Transmissible Spongiform Encephalopathies Biology and Disease

Eric M. Nicholson J├╝rgen A. Richt

National Animal Disease Center, Agricultural Research Service, United States Department of Agriculture, Ames, Iowa, U.S.A.


Prions are proteinaceous infectious particles, and in the most general of terminology they are chromosomally encoded proteins that have undergone a conformational change such that the new altered conformation is capable of causing a conformational change in additional molecules of the normal prion protein. They are the causative agents of a class of progressive and ultimately fatal neurodegenerative diseases known collectively as transmissible spongiform encephalopathies (TSEs).[1] In all TSEs the normal cellular isoform of the prion protein (PrPC), a protein of unknown function, undergoes conversion to a protease-resistant disease-associated infectious isoform (PrPRes). This disease-associated conformation of the protein is also referred to as PrPSc (denoting the association with scrapie) and PrPd (indicating the disease-associated form).

The concept of an infectious protein contradicts much of what is typically understood about infectious diseases. PrPRes recruits and converts PrPC to the disease-causing PrPRes conformation, in what is referred to as the protein-only hypothesis. While controversy has surrounded the protein-only hypothesis, recent results indicate that bacterially derived recombinant PrP may be folded to an infectious conformation in vitro providing strong support for the concept of an infectious protein.[2] The PrPC to PrPRes conversion process is believed to be purely structural, where the a-helix-rich PrPC adopts the PrPRes conformation, containing less a-helix structure and a substantially higher p-sheet content.[1] It is this structural change that underlies the disease process, and gives rise to enhanced resistance to proteolytic hydrolysis, an important aspect of most current diagnostic methods.

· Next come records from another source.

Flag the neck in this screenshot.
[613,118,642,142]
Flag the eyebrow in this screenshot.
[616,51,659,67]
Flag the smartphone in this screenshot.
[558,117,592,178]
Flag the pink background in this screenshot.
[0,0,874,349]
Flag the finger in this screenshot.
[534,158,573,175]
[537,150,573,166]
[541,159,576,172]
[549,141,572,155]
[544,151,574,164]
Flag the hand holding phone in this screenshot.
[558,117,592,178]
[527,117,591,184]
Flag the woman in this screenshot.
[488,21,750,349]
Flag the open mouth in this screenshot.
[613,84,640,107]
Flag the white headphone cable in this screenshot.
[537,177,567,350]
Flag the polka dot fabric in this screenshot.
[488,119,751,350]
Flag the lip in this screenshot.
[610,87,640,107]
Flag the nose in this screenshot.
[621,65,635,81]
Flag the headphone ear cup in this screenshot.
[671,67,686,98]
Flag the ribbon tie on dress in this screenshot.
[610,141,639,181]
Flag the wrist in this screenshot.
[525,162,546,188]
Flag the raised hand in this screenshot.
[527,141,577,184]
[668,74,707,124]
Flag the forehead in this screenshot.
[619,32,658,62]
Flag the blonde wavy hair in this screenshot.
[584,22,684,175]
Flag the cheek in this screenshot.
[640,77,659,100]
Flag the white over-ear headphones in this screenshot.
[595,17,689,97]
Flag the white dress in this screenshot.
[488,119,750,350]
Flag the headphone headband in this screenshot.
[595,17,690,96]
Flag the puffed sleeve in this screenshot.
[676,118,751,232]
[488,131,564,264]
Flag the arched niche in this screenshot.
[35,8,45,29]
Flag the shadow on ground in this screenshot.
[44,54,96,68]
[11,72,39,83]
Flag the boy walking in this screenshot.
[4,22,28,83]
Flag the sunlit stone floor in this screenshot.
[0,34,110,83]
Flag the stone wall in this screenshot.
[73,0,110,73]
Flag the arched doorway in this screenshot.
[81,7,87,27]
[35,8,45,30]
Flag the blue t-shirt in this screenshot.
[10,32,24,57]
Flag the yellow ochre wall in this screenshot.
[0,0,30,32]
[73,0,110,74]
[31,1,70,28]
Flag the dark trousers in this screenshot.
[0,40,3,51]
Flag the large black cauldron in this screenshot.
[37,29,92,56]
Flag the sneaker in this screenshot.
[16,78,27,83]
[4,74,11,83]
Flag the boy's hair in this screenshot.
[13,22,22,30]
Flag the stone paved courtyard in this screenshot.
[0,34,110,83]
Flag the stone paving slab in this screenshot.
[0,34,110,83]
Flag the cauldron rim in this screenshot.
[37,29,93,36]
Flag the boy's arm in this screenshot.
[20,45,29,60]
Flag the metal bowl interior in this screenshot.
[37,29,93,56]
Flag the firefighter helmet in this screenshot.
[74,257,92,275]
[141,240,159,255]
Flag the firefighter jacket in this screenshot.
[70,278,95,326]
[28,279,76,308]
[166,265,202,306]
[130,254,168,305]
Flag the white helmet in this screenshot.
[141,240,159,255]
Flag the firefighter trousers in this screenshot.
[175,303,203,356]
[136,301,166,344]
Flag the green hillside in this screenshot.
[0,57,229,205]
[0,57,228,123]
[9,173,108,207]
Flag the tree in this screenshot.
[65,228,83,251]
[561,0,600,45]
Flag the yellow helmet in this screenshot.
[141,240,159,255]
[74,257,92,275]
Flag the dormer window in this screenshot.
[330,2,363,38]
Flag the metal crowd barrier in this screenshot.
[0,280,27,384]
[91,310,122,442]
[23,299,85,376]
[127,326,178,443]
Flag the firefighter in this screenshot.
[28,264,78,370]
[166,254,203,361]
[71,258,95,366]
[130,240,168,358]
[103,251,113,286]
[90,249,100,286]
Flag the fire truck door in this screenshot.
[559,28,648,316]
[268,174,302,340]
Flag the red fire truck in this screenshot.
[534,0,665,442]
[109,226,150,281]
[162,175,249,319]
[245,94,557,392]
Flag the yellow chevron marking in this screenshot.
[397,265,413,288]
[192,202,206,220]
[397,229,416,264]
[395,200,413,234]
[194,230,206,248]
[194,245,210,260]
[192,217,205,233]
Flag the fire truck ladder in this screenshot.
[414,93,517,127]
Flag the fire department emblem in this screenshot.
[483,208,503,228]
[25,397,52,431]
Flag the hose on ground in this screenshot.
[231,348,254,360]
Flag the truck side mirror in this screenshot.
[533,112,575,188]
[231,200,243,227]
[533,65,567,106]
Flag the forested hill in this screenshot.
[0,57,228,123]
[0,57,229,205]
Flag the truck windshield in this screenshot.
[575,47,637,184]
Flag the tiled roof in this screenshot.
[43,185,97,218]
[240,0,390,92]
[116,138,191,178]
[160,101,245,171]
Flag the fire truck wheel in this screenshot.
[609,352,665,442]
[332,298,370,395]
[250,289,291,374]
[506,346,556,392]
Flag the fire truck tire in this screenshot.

The prion protein is present in all mammals with significant sequence homology between species. PrP is encoded by the Prnp gene as an approximately 254-amino acid polypeptide; following processing at both the amino and carboxyl termini, PrP consists of an approximately 209-amino acid protein. The N-terminal region of PrP encompasses an octarepeat region that has been, based upon studies of recombinant PrP, determined to be largely unstructured in solution.[3]

After limited proteolysis of PrPRes, it is this N-terminal region that is cleaved from the ^140-amino acid protease-resistant PrP fragment known as PrP 27-30.[1]


Prions accumulate in an infected host eventually leading to neurodegeneration and disease. Like other infectious agents, prions exist in different strains. Terminology surrounding TSE strains can be confusing, with the term "strain'' being used to refer to both different TSEs [chronic wasting disease (CWD), scrapie, bovine spongiform encephalopathy (BSE), etc.] and to indicate differences within a given TSE. Strains of TSEs are defined by varied host range, clinical presentations, and incubation times and may give rise to different vacuolation patterns, staining patterns by immunohistochemical analysis, and/or proteolytic cleavage sites and glycoform profiles as observed on a Western blot. The phenomenon of prion strains is difficult to rationalize if PrPRes is composed only of host-derived protein. In the context of the protein-only hypothesis strains must arise from different conformations of PrPRes.[4]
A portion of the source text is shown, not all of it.